The full-throttle embrace of fashion trends from the days when you were obsessed with Pac-Man and wanted your MTV may cause your pretty eyes to well up with memories. But is it in fact a good idea to party like it’s 1989? To put it bluntly—if you are old enough to have worn these garments the first time around, should you be pulling on animal-print leggings once again? Is that Prada nylon fanny pack really ready to wrap itself once again around your inexorably expanding waistline? Or are the styles of the Reagan era best left to those too young to remember that administration?
To get a handle on this phenomenon-cum–brain drain, I ring up Valerie Steele, the director and chief curator at Manhattan’s Museum at the Fashion Institute of Technology. Steele informs me that mining the past is not a new phenomenon: those boxy, babyish minidresses of the 1960s owed a debt to the saucy frocks of the ’20s. In the 1970s, Yves Saint Laurent caused a scandal when he resurrected the short fur “chubby” jackets of the mid-’40s.
Steele believes the current situation is at least partly due to the intense pressures on designers to create at warp speed: “They’re expected to produce faster and faster,” she says tartly. “Sometimes it’s just easier to just steal images from the past.” Our current sartorial smorgasbord, where every decade is fair game, she explains, began in earnest around 40 years ago, when young women, scrambling up the professional ladder and anxious to define life on their own terms, began questioning the haughty dictates of fashion editors.

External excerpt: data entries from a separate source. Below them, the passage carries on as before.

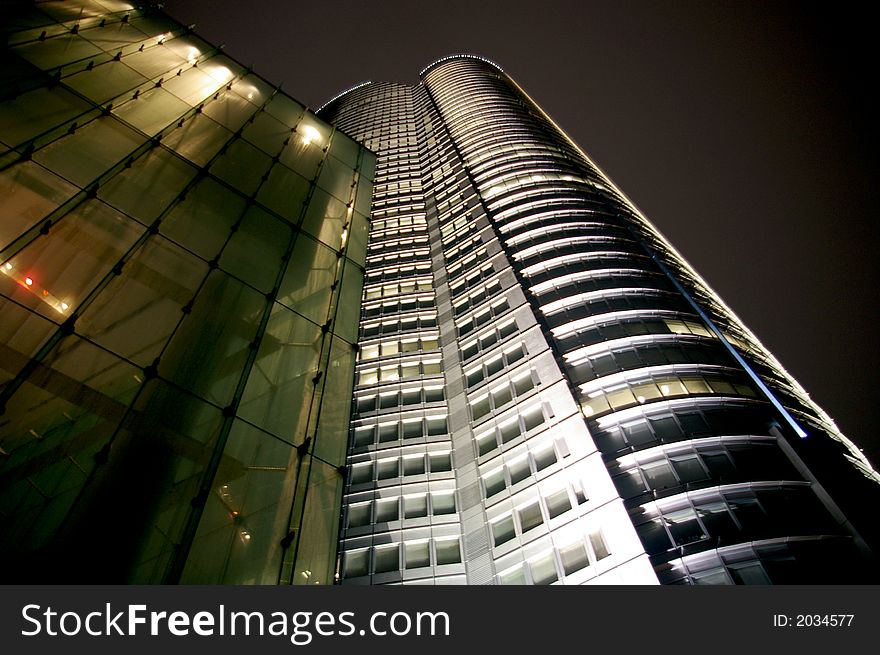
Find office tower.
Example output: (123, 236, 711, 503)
(0, 1, 374, 584)
(319, 55, 880, 585)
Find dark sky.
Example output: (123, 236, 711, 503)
(167, 1, 878, 465)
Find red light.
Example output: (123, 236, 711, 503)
(24, 277, 33, 286)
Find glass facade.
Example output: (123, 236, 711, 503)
(0, 1, 374, 584)
(320, 55, 880, 584)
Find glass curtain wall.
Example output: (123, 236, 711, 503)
(0, 0, 374, 584)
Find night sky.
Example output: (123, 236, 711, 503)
(167, 1, 878, 465)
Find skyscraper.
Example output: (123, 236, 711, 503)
(319, 55, 880, 585)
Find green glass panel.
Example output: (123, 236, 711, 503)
(347, 209, 370, 266)
(200, 55, 245, 83)
(128, 16, 179, 40)
(0, 161, 78, 250)
(160, 176, 246, 260)
(334, 259, 364, 344)
(121, 46, 185, 80)
(300, 187, 347, 250)
(328, 131, 360, 169)
(311, 335, 357, 467)
(278, 134, 324, 181)
(242, 111, 289, 156)
(354, 174, 373, 216)
(209, 138, 272, 196)
(33, 116, 144, 187)
(64, 61, 149, 105)
(103, 378, 226, 582)
(162, 65, 228, 107)
(230, 74, 274, 108)
(291, 456, 344, 585)
(218, 205, 291, 292)
(202, 90, 256, 132)
(159, 270, 266, 406)
(98, 147, 197, 224)
(160, 112, 232, 167)
(0, 85, 90, 147)
(0, 297, 58, 385)
(113, 87, 191, 136)
(316, 149, 355, 204)
(23, 1, 98, 22)
(163, 36, 213, 63)
(0, 199, 143, 320)
(78, 234, 209, 366)
(359, 149, 377, 182)
(0, 332, 142, 464)
(14, 35, 103, 70)
(264, 93, 304, 129)
(277, 233, 337, 325)
(180, 420, 300, 584)
(238, 303, 322, 441)
(254, 162, 309, 222)
(79, 22, 151, 51)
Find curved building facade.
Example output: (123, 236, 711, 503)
(320, 55, 880, 585)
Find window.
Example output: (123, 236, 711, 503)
(350, 462, 373, 484)
(533, 445, 557, 472)
(353, 426, 375, 447)
(581, 370, 757, 419)
(402, 418, 422, 439)
(589, 531, 610, 560)
(460, 319, 519, 361)
(405, 541, 430, 569)
(347, 503, 371, 528)
(474, 405, 547, 458)
(373, 545, 399, 573)
(529, 553, 558, 585)
(344, 549, 369, 578)
(457, 299, 511, 336)
(435, 538, 462, 565)
(376, 458, 399, 480)
(426, 416, 448, 436)
(353, 385, 446, 415)
(452, 279, 504, 317)
(499, 566, 526, 585)
(403, 455, 425, 475)
(404, 494, 428, 519)
(358, 357, 445, 386)
(432, 491, 456, 515)
(518, 502, 543, 533)
(492, 515, 516, 546)
(559, 542, 590, 575)
(375, 499, 399, 522)
(484, 468, 506, 497)
(545, 489, 572, 519)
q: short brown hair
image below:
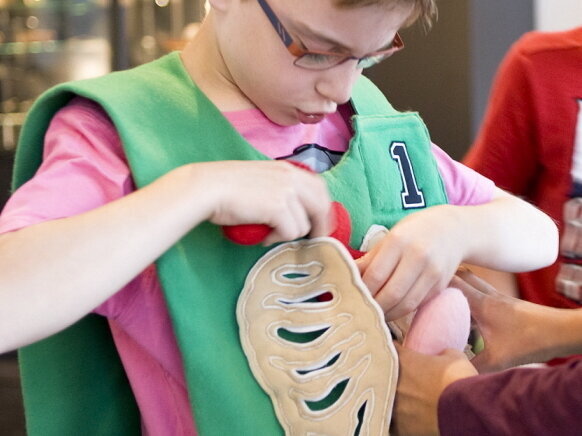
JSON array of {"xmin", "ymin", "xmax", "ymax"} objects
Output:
[{"xmin": 334, "ymin": 0, "xmax": 438, "ymax": 30}]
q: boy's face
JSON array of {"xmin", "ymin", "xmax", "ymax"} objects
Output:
[{"xmin": 213, "ymin": 0, "xmax": 413, "ymax": 125}]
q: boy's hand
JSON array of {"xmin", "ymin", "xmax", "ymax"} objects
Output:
[
  {"xmin": 393, "ymin": 343, "xmax": 477, "ymax": 436},
  {"xmin": 198, "ymin": 160, "xmax": 333, "ymax": 245},
  {"xmin": 357, "ymin": 205, "xmax": 464, "ymax": 320}
]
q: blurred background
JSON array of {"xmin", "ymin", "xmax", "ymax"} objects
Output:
[{"xmin": 0, "ymin": 0, "xmax": 581, "ymax": 434}]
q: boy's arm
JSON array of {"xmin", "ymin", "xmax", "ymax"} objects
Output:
[
  {"xmin": 449, "ymin": 187, "xmax": 558, "ymax": 271},
  {"xmin": 0, "ymin": 160, "xmax": 333, "ymax": 354},
  {"xmin": 358, "ymin": 187, "xmax": 558, "ymax": 320}
]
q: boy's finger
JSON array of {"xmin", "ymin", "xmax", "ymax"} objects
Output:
[
  {"xmin": 296, "ymin": 175, "xmax": 334, "ymax": 238},
  {"xmin": 308, "ymin": 205, "xmax": 335, "ymax": 238},
  {"xmin": 355, "ymin": 252, "xmax": 371, "ymax": 274}
]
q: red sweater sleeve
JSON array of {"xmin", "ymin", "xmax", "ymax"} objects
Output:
[
  {"xmin": 437, "ymin": 359, "xmax": 582, "ymax": 435},
  {"xmin": 464, "ymin": 38, "xmax": 539, "ymax": 196}
]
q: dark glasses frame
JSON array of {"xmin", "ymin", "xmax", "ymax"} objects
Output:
[{"xmin": 257, "ymin": 0, "xmax": 404, "ymax": 70}]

“Suddenly, you couldn’t tell people what to wear. It was no longer the grand pooh-bahs making their pronouncements from Paris—it was really the end of the empire. We broke up into different style tribes, and now you can wear pretty much anything.”
So does this mean that no matter how old you are, it’s okay to beat on in your sequined sweatshirt, a boat against the current, borne back ceaselessly into the past? Brandon Maxwell, whose creations seem intended for latter-day Cindys, Christys, and Naomis, is so steeped in the mystique of the 1980s that he often moans that he was born in the wrong decade.
If only he had started life in the late ’60s or early ’70s, he would have been the perfect age for Gordon Gekko and Bananarama. Now, he says, he aims not for a literal interpretation of that decade, but to capture its wit and whimsy, its full-blown glamour. “I try to balance my hopes and fantasies with the realities of the women who actually wear my clothes,” he explains.
But it wasn’t all ’80s on the Fall 2018 runways. For Moschino, Jeremy Scott went further back, to the 1960s. When I ask him why he drew from icons of an epoch he clearly cannot recall—namely, Jackie and Marilyn manqués (pillbox hats representing the former; shimmery evening gowns signaling the latter)—he replies, “I love nostalgia!”
Scott, who at 43 is a decade older than Maxwell (he has fuzzy recollections of years Maxwell can only dream of), says he sees “memories as starting points. I’m a child of the ’80s, and the ’80s were very eclectic—a real cultural mix-up. In the post-postmodern world we live in now, everything merges and blends. It’s a mélange. Nostalgia,” he sighs, “is like a good friend telling you an old story.”